We are not used to the vulnerable, naked male body because we do not expect to see men as defenceless or passive. These roles are more normally filled by women: the trope of the ‘Venus Pudica’ as old as Ancient Greece, Titian’s many Venuses, prettily laid out for the viewer’s sensual pleasure on silk cushions, and the commodified women’s bodies of 20th century advertising. What does this say about our ‘Western’, that is Central European, English-speaking society’s definition of gender? Surely today, in our progressive society, when the categories of ‘male’ and ‘female’ are supposed to be moving towards increasingly fluid and non-binary definitions, we should be comfortable with the concept of a, dare I say, ‘feminine’ man? The way in which men are depicted in painting can reveal a lot of our societal prejudices about masculinity, because those very pictures have been shaped by social prejudice.
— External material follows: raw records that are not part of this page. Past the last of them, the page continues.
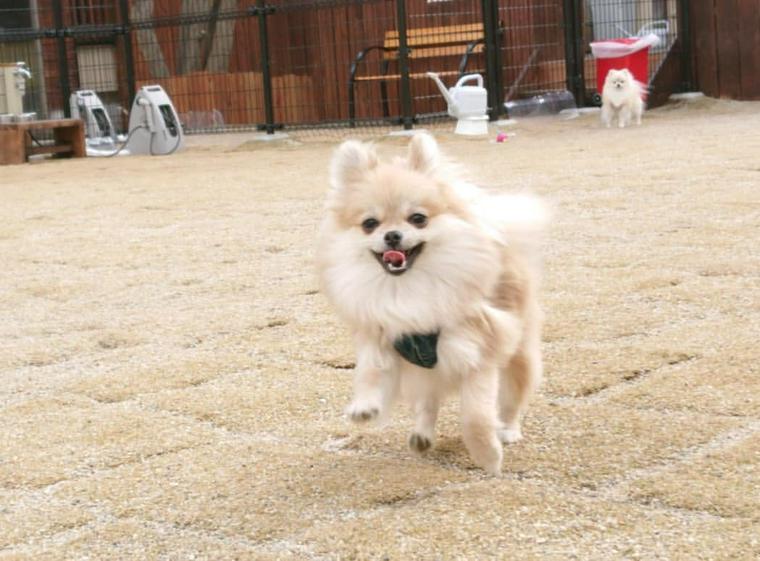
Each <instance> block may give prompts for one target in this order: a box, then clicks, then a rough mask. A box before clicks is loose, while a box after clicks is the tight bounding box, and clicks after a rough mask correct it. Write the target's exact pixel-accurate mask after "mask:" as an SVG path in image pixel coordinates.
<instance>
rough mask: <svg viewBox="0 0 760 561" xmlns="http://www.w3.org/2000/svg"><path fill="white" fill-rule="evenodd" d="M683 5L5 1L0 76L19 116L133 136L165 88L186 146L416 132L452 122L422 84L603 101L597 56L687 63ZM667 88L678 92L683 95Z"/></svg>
mask: <svg viewBox="0 0 760 561" xmlns="http://www.w3.org/2000/svg"><path fill="white" fill-rule="evenodd" d="M684 5H687V3H686V2H685V0H312V1H305V0H290V1H288V0H182V1H172V2H162V1H159V0H60V1H58V0H35V1H30V0H6V1H4V2H3V3H2V4H0V63H12V62H16V61H24V62H26V63H27V65H28V66H29V67H30V69H31V71H32V75H33V77H32V79H31V81H30V82H29V84H28V87H27V94H26V97H25V99H24V104H25V110H26V111H30V112H36V113H37V114H38V115H39V116H40V117H48V118H55V117H63V116H68V115H69V114H70V112H71V108H70V102H69V98H70V96H71V94H72V93H73V92H75V91H77V90H82V89H89V90H94V91H96V92H97V93H98V95H99V96H100V98H101V99H102V100H103V101H104V103H105V105H106V107H107V108H108V111H109V113H110V115H111V118H112V121H113V122H114V125H115V127H116V128H117V129H119V130H120V131H124V128H125V126H126V124H127V117H128V112H129V109H130V104H131V100H132V99H133V97H134V93H135V91H136V90H137V89H138V88H140V87H141V86H143V85H147V84H153V83H158V84H160V85H161V86H163V88H164V89H165V90H166V91H167V92H168V93H169V95H170V96H171V98H172V100H173V102H174V104H175V106H176V108H177V111H178V113H179V115H180V118H181V120H182V122H183V125H184V127H185V130H186V131H187V132H217V131H219V132H221V131H231V130H252V129H259V130H264V131H267V132H275V131H277V130H280V129H286V130H288V129H311V128H324V127H340V128H352V127H369V126H374V125H384V126H393V127H405V128H411V127H414V126H417V125H418V124H420V123H428V122H430V121H431V120H437V119H443V118H445V112H446V104H445V101H444V100H443V98H442V97H441V95H440V93H439V92H438V90H437V89H436V87H435V85H434V83H433V82H432V80H430V78H428V77H427V75H426V73H427V72H429V71H433V72H436V73H438V74H439V75H440V77H441V79H442V80H443V81H444V82H446V83H447V84H448V85H452V84H453V83H454V82H455V81H456V80H457V79H458V78H459V77H461V76H462V75H465V74H468V73H480V74H482V75H483V76H484V77H485V82H486V85H487V88H488V91H489V108H490V109H489V111H490V114H491V117H492V118H498V117H499V116H501V115H503V114H505V112H506V111H507V110H506V108H505V102H508V101H510V100H514V99H520V98H524V97H529V96H535V95H537V94H541V93H543V92H548V91H563V90H568V91H570V92H571V93H572V95H573V96H574V99H575V101H576V103H577V104H579V105H584V104H588V103H592V102H593V98H594V94H595V93H596V92H595V88H596V80H595V71H596V70H595V61H594V60H593V57H592V56H591V54H590V50H589V47H588V46H589V43H590V42H591V41H594V40H604V39H610V38H617V37H630V36H637V35H642V34H645V33H649V32H653V33H655V34H657V35H659V36H660V37H661V38H662V41H661V43H660V45H659V46H658V47H656V48H654V49H652V52H651V53H650V55H649V56H650V65H649V68H650V77H653V76H654V75H655V74H656V73H657V71H658V69H659V68H660V66H661V65H662V63H663V61H664V60H665V59H666V57H668V56H669V55H673V56H675V57H681V58H683V57H686V56H687V55H688V53H686V52H685V49H684V48H683V44H684V42H683V41H678V39H679V38H680V37H681V35H682V30H681V27H683V26H684V24H683V22H684V21H685V19H684V13H683V11H684ZM679 85H680V84H677V83H672V84H671V85H670V86H669V87H672V88H677V87H678V86H679Z"/></svg>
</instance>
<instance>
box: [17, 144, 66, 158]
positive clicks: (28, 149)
mask: <svg viewBox="0 0 760 561" xmlns="http://www.w3.org/2000/svg"><path fill="white" fill-rule="evenodd" d="M73 151H74V148H73V147H72V146H71V144H56V145H55V146H30V147H29V148H27V149H26V153H27V154H28V155H30V156H35V155H37V154H68V153H70V152H73Z"/></svg>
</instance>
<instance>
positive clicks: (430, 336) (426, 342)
mask: <svg viewBox="0 0 760 561" xmlns="http://www.w3.org/2000/svg"><path fill="white" fill-rule="evenodd" d="M438 335H439V332H436V333H430V334H428V335H402V336H401V337H399V338H398V339H396V340H395V341H394V342H393V348H394V349H396V351H398V353H399V354H400V355H401V356H402V357H404V358H405V359H406V360H408V361H409V362H411V363H412V364H416V365H417V366H422V368H433V367H434V366H435V364H436V363H437V362H438V352H437V347H438Z"/></svg>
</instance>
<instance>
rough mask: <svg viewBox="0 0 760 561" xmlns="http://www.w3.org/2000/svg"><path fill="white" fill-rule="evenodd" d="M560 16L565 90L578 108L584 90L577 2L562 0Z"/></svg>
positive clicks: (582, 29)
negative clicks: (570, 94) (561, 23)
mask: <svg viewBox="0 0 760 561" xmlns="http://www.w3.org/2000/svg"><path fill="white" fill-rule="evenodd" d="M562 14H563V20H564V24H563V27H564V29H565V76H566V80H567V89H568V90H570V92H571V93H572V94H573V97H575V103H576V104H577V105H578V106H583V105H585V97H586V88H585V85H584V76H583V75H584V69H583V45H582V44H581V42H582V41H583V18H582V12H581V6H580V4H579V2H578V0H564V2H563V3H562Z"/></svg>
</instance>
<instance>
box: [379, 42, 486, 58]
mask: <svg viewBox="0 0 760 561" xmlns="http://www.w3.org/2000/svg"><path fill="white" fill-rule="evenodd" d="M465 50H466V47H465V46H464V45H453V46H446V47H431V46H427V47H424V48H419V47H418V48H416V49H410V50H409V58H433V57H436V56H462V55H463V54H464V53H465ZM483 50H484V45H482V44H478V45H475V47H474V48H473V49H472V52H473V53H482V52H483ZM383 58H384V59H386V60H394V59H396V58H398V52H397V51H391V52H387V53H384V54H383Z"/></svg>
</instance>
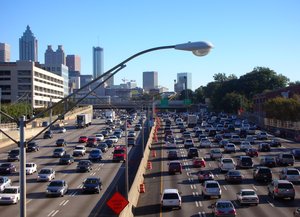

Today, the heroic male bodies of 19th century painting have been replaced by the trope of the ‘anti-heroic’, fleshy man; Lucian Freud’s portraits of Leigh Bowery and Ron Mueck’s hyperreal sculptures are instances of this. Many of Freud’s male nudes are almost forensically repellent: he scrutinised his subjects intensely until they became as dehumanised as pieces of meat. Ron Mueck’s exaggeratedly detailed sculptures of naked men, scaled up or down, also expose their imperfect physicality, with every enlarged pore or microscopic line of hairs producing discomfiture.
These artists paint a bleak picture of contemporary masculinity, but it is also a prescriptive one in which the strong male body has been displaced in favour of a species of emasculation. Whereas in Western society women are ‘allowed’ to be openly weak, to cry, self-scrutinise and admit vulnerability, men are not. But thanks to Rachel Maclean, Tracey Emin and Cindy Sherman female bodies in art have developed beyond the passive, reclining, hairless trope of the past, into a polymorphous range: powerful, confident, undignified and even funny.
I have argued that the new trope of the un-male male body in art reveals a startling truth about our discomfort towards vulnerability in men. CALM charity, which works on male mental health, states on their website that, ‘we believe that there is a cultural barrier preventing men from seeking help as they are expected to be in control at all times, and failure to be seen as such equates to weakness and a loss of masculinity.’ If we cannot produce and comfortably consume art that depicts tender, powerless male bodies, then we cannot readily conceive of a man as anything other than the invulnerable ‘ideal’ of ‘masculine’ that has, until now, been taken for the norm.